Floyd’s bruised spine yelled a protestation into his brain. He felt as if a family of gorillas was practising xylophone exercises on his vertebrae. He started to say something, some useless moan of animal discomfort, and then found that he did not have the strength to speak; even his lungs felt as if they were being squeezed like bellows. His head and neck mashed back into the seat restraints and he felt a mouthful of drool spill down his chin. His vision darkened around a central core of brightness.

They were moving.

They were moving so quickly that they were not even in the chamber any more. They had already traversed the glass shaft and the mirror-lined part of the tunnel and were speeding through the heart of the opening iris, into the unimaginable fury of the light beyond.

That was when it got really bumpy.

The pressure forcing him into the back of the seat had abated and in its place was a dreamy lightness-of-stomach feeling, as if they were falling, but the ship was now lurching from side to side, each violent movement accompanied by a tooth-grinding rattle of ravaged metal. This, Floyd thought, was how it felt to grind past an iceberg in an ocean liner. He imagined scabs of the ship’s hull breaking off into the bright inferno of whatever it was they were flying through.

He didn’t think it very likely that it was a tunnel under Paris any more. Or even a tunnel under the Atlantic Ocean.

“I’m closing the shields now,” Auger said. “The view doesn’t help much.
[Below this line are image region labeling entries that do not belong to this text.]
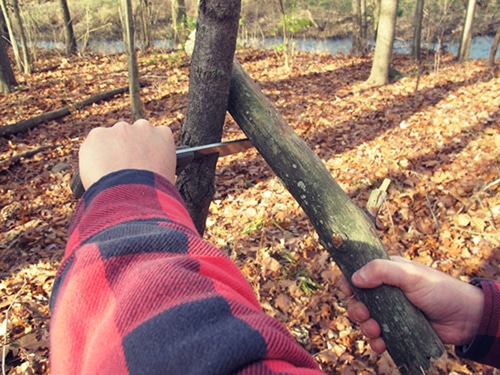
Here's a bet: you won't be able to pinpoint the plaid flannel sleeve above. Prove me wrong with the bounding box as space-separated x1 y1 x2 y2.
456 279 500 368
50 170 319 375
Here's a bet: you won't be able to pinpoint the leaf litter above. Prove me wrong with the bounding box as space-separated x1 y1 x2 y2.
0 49 500 374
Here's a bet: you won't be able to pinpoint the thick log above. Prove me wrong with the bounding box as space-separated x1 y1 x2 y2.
0 87 135 137
228 62 444 374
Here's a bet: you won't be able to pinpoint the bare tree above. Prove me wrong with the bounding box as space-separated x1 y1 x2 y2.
171 0 187 48
351 0 367 56
411 0 425 60
12 0 31 74
0 11 17 95
367 0 398 85
121 0 144 121
59 0 78 56
488 25 500 66
0 0 23 72
176 0 241 233
139 0 151 49
457 0 476 62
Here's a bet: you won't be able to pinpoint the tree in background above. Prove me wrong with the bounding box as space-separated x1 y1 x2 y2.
457 0 476 62
176 0 241 233
121 0 144 121
0 38 17 95
59 0 78 56
351 0 368 56
411 0 424 60
139 0 151 49
0 0 23 72
11 0 31 74
0 12 17 95
488 25 500 66
172 0 187 48
367 0 398 85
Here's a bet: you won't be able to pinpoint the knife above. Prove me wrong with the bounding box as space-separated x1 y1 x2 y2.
70 138 253 199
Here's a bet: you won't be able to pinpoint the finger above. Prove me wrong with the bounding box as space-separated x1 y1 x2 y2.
368 337 387 354
347 298 370 323
351 259 419 289
359 319 382 339
337 275 354 297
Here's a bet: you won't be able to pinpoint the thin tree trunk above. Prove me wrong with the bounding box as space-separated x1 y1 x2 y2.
140 0 151 49
171 0 186 48
351 0 364 56
361 0 368 41
122 0 144 121
367 0 398 85
411 0 425 60
59 0 78 56
457 0 476 62
488 26 500 66
176 0 241 233
12 0 31 74
0 0 23 72
0 12 17 94
228 63 445 374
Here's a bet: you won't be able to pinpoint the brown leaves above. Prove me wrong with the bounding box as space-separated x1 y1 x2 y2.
0 50 500 374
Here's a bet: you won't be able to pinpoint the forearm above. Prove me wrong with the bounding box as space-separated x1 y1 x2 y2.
456 279 500 367
51 171 315 374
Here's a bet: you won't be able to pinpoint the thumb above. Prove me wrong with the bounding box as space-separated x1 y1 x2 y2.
351 258 416 290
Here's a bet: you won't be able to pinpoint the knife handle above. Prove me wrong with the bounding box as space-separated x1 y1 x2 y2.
69 146 194 199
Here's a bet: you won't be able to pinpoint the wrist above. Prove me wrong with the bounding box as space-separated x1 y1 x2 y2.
460 283 484 345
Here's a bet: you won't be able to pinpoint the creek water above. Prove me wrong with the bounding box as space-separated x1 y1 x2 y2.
37 36 500 59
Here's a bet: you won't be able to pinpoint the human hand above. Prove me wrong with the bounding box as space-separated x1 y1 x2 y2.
339 257 484 353
75 120 176 189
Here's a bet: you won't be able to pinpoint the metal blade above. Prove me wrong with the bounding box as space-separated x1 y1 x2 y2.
175 138 253 158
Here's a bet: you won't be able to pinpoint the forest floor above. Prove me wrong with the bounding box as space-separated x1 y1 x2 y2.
0 50 500 374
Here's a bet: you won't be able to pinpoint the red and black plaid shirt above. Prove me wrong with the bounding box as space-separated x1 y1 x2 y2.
50 170 500 375
50 170 320 375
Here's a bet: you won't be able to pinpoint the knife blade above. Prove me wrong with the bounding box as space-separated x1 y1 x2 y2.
70 138 253 199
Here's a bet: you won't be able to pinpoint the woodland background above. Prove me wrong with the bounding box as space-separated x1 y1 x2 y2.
0 1 500 374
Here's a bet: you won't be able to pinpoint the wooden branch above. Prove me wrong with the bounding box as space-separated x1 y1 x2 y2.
0 145 58 168
228 62 444 374
0 87 139 137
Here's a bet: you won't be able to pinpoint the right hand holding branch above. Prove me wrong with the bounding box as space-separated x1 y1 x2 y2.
340 257 484 353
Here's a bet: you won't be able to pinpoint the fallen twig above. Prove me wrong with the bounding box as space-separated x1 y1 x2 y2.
0 145 59 168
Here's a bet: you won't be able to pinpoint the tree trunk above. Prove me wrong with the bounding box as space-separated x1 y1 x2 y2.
12 0 31 74
360 0 368 41
176 0 241 233
122 0 144 121
457 0 476 62
411 0 425 61
351 0 366 56
171 0 187 48
367 0 398 85
0 13 17 95
139 0 151 49
228 62 444 374
0 0 23 72
488 26 500 66
59 0 78 56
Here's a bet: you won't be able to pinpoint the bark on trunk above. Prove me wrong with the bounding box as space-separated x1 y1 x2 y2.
59 0 77 56
122 0 144 121
488 26 500 66
176 0 241 233
367 0 398 85
411 0 424 60
457 0 476 62
228 62 444 374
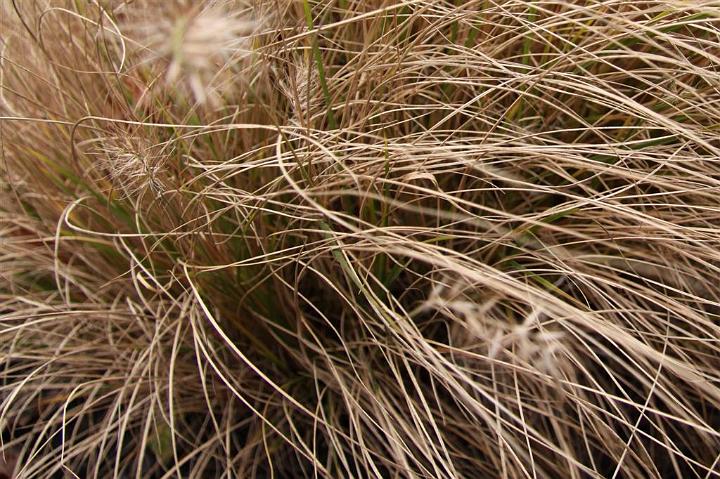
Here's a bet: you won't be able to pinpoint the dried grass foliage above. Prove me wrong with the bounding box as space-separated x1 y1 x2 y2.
0 0 720 478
Especially not after ten hours of it.”

She touched a control above her head, using her good arm, and iron eyelids snicked down over the windows. Interior lights came on, bathing everything in a low-key glow. Floyd watched the grid pattern, his hand ready to close around the joystick.

“I’ll look after it for now,” Auger said, taking hold of a similar control on her side of the cabin. “You can watch and learn.”
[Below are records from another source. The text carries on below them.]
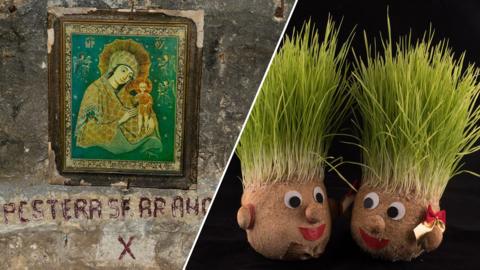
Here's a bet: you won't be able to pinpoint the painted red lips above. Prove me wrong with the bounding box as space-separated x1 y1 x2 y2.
298 224 325 241
358 228 388 249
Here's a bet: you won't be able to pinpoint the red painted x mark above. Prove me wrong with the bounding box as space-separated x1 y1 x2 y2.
118 236 135 260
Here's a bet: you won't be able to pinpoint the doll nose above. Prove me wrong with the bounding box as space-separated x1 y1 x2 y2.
305 203 322 224
367 215 385 234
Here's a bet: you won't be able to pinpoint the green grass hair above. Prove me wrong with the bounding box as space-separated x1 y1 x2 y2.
351 21 480 201
236 19 351 186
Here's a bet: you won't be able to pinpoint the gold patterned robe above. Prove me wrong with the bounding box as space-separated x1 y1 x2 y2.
76 76 162 154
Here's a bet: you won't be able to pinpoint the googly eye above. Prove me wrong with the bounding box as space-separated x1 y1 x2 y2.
283 190 302 209
363 192 380 209
387 202 405 220
313 187 325 203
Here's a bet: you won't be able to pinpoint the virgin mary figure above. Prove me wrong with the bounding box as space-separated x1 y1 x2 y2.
76 39 162 157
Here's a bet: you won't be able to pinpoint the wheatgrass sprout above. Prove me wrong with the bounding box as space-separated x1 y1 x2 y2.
352 26 480 201
351 24 480 261
237 20 353 260
236 20 351 188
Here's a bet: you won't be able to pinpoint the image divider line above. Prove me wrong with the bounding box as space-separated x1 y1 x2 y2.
183 0 299 270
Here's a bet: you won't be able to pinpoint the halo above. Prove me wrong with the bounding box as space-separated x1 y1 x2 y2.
98 39 151 80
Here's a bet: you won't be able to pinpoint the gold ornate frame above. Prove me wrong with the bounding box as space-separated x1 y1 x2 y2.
49 10 201 188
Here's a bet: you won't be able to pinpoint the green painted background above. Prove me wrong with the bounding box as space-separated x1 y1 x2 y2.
71 34 178 162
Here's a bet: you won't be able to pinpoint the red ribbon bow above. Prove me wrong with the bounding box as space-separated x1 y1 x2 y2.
425 205 447 224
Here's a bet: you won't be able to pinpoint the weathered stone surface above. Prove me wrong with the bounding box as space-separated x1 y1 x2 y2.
0 0 294 269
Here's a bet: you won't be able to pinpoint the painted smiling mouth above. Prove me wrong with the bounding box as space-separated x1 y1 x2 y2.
298 224 325 241
359 228 389 249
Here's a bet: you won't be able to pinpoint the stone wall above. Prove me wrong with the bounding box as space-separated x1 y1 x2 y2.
0 0 294 269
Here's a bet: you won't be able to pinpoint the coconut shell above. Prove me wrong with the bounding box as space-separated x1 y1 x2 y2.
237 181 331 260
351 185 443 261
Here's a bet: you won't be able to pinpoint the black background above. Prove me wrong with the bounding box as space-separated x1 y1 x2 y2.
187 0 480 269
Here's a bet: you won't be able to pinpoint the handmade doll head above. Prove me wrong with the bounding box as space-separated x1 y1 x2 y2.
351 26 480 261
237 21 349 260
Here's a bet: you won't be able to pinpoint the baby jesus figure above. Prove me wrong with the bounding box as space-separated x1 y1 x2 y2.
135 79 153 134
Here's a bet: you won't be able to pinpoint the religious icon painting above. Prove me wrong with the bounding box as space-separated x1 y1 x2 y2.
49 9 203 188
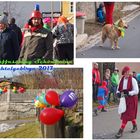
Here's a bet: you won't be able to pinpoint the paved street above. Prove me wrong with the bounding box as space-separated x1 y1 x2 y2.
93 103 140 139
76 15 140 58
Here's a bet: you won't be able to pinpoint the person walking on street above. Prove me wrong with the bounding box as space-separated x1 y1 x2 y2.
104 2 114 24
9 18 22 46
94 81 108 115
0 14 20 63
115 66 139 138
108 68 119 102
19 5 53 64
92 63 101 102
52 15 74 61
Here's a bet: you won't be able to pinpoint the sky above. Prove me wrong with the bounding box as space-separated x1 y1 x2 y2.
0 1 61 27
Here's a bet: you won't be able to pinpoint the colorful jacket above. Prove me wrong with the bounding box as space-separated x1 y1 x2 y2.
52 22 74 44
19 28 53 61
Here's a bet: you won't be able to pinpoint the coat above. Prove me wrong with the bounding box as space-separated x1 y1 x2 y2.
9 24 22 45
19 28 53 63
0 28 20 61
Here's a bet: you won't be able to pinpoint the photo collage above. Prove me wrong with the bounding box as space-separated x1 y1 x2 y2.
0 0 140 140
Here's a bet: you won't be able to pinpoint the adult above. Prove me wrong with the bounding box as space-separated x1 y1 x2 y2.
92 63 101 102
0 14 20 63
96 3 105 23
9 17 22 46
52 16 74 61
19 5 53 64
115 66 139 138
94 81 108 115
108 68 119 102
104 2 114 24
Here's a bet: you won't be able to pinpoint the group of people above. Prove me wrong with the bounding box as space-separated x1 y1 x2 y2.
96 2 114 24
0 6 74 64
92 63 139 138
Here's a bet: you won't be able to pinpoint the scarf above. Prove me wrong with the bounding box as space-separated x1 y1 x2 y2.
30 24 42 32
118 76 132 92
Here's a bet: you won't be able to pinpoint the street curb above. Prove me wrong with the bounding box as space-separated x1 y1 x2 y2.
77 8 140 52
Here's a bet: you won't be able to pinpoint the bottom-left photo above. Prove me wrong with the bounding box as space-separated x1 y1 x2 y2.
0 68 83 138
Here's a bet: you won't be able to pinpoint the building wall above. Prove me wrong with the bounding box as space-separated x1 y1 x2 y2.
76 2 95 20
115 62 140 76
0 89 83 120
61 1 74 23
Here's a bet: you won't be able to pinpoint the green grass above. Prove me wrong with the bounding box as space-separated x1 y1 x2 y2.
0 122 42 138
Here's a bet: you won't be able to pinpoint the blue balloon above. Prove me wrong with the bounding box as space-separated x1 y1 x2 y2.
60 90 78 108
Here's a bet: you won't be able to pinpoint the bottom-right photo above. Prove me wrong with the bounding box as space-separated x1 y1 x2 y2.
92 62 140 139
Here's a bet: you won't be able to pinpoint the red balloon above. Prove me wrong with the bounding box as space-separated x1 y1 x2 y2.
18 87 25 93
40 108 64 125
45 90 60 106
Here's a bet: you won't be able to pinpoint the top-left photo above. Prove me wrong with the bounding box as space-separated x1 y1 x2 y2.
0 1 74 65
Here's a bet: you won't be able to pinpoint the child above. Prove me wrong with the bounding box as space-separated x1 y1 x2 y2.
94 81 108 115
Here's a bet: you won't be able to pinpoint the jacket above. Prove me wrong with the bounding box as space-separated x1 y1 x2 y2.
52 22 74 44
9 24 22 45
19 28 53 62
0 28 20 61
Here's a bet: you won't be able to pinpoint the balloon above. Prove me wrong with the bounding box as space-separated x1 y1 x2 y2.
13 86 17 90
38 93 48 105
12 89 17 93
35 96 39 100
45 90 60 106
60 90 78 108
40 108 64 125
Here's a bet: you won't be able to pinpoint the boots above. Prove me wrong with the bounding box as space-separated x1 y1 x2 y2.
131 125 137 133
115 128 123 139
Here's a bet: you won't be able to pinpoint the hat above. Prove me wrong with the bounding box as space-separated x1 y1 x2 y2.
43 17 51 23
0 14 8 25
102 81 107 87
114 68 119 72
31 4 42 18
122 66 130 75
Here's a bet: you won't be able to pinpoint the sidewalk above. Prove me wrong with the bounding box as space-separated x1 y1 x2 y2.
93 103 140 139
76 3 140 51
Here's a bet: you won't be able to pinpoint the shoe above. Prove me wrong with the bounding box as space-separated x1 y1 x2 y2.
115 128 123 139
101 108 107 112
131 125 137 133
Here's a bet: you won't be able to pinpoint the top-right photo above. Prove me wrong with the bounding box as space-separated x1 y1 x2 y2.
76 2 140 58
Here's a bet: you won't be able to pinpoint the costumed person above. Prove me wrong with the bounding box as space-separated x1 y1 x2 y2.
0 14 20 63
52 15 74 61
19 5 53 64
9 17 22 46
94 81 108 115
115 66 139 138
108 68 119 102
96 3 105 23
104 69 110 92
43 17 53 31
92 63 101 102
104 2 114 24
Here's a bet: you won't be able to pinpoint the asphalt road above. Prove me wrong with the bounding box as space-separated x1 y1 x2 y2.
93 103 140 139
76 15 140 58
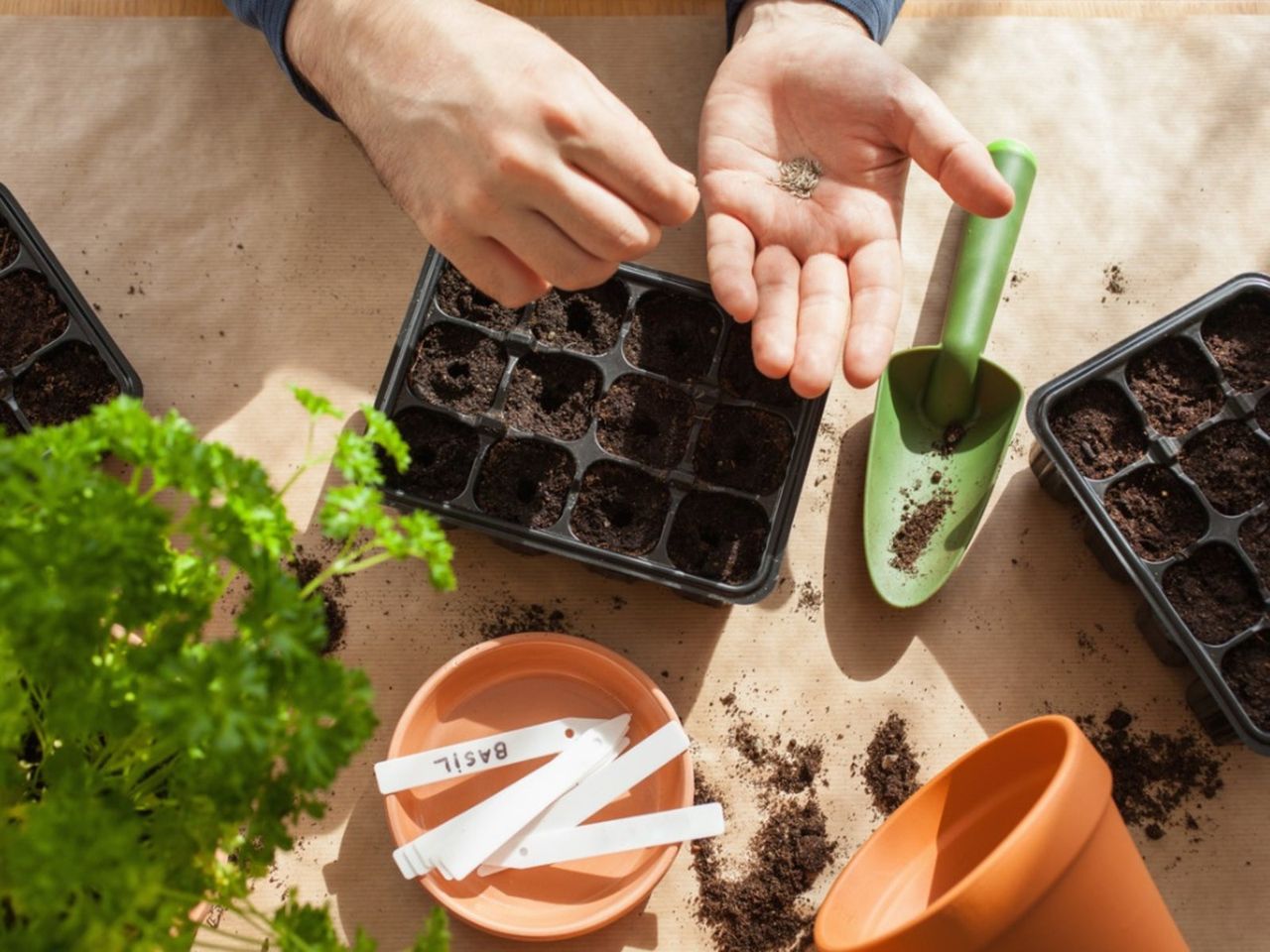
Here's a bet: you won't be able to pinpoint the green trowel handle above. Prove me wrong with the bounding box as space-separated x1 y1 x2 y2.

“There are a couple of questions I really need to ask,” Floyd said.

“OK,” Auger said. “I guess you’ve earned them.”

“Where is this tunnel taking us?”

“It’s taking us to Mars,” Auger said. “Specifically to Phobos, one of Mars’s two natural moons.”

“So it wasn’t a codeword after all.”

“No,” she said.

“I figured that part out, for what it’s worth. I also decided that I don’t think you’re a Martian.”

“No, I’m not.”

“But you’re not from Dakota, either.”

“No, Dakota was a lie. But I am from the United States.” She offered him a nervous smile. “Just not the one you were thinking of, although I suppose you could call them distant political relatives.”

“And your name?”

“That bit was true. My name’s Verity Auger, and I am a citizen of the United States of Near Earth. I’m a researcher for the Antiquities Board. I was born in the orbital community of Tanglewood in the year twenty-two thirty-one. I’m thirty-five and divorced, with two kids I don’t see as often as I should.”

“The odd thing is,” Floyd said, “I don’t doubt you for a moment. I mean, what other explanation could there be?”

“You seem very relaxed about it,” she said.

“Given all that I’ve seen, the only possible explanation is that you’re a time traveller.”

“Ah,” Auger said. “That’s the problem, you see. I mean, time travel is definitely involved here, but not in quite the way you’re thinking.”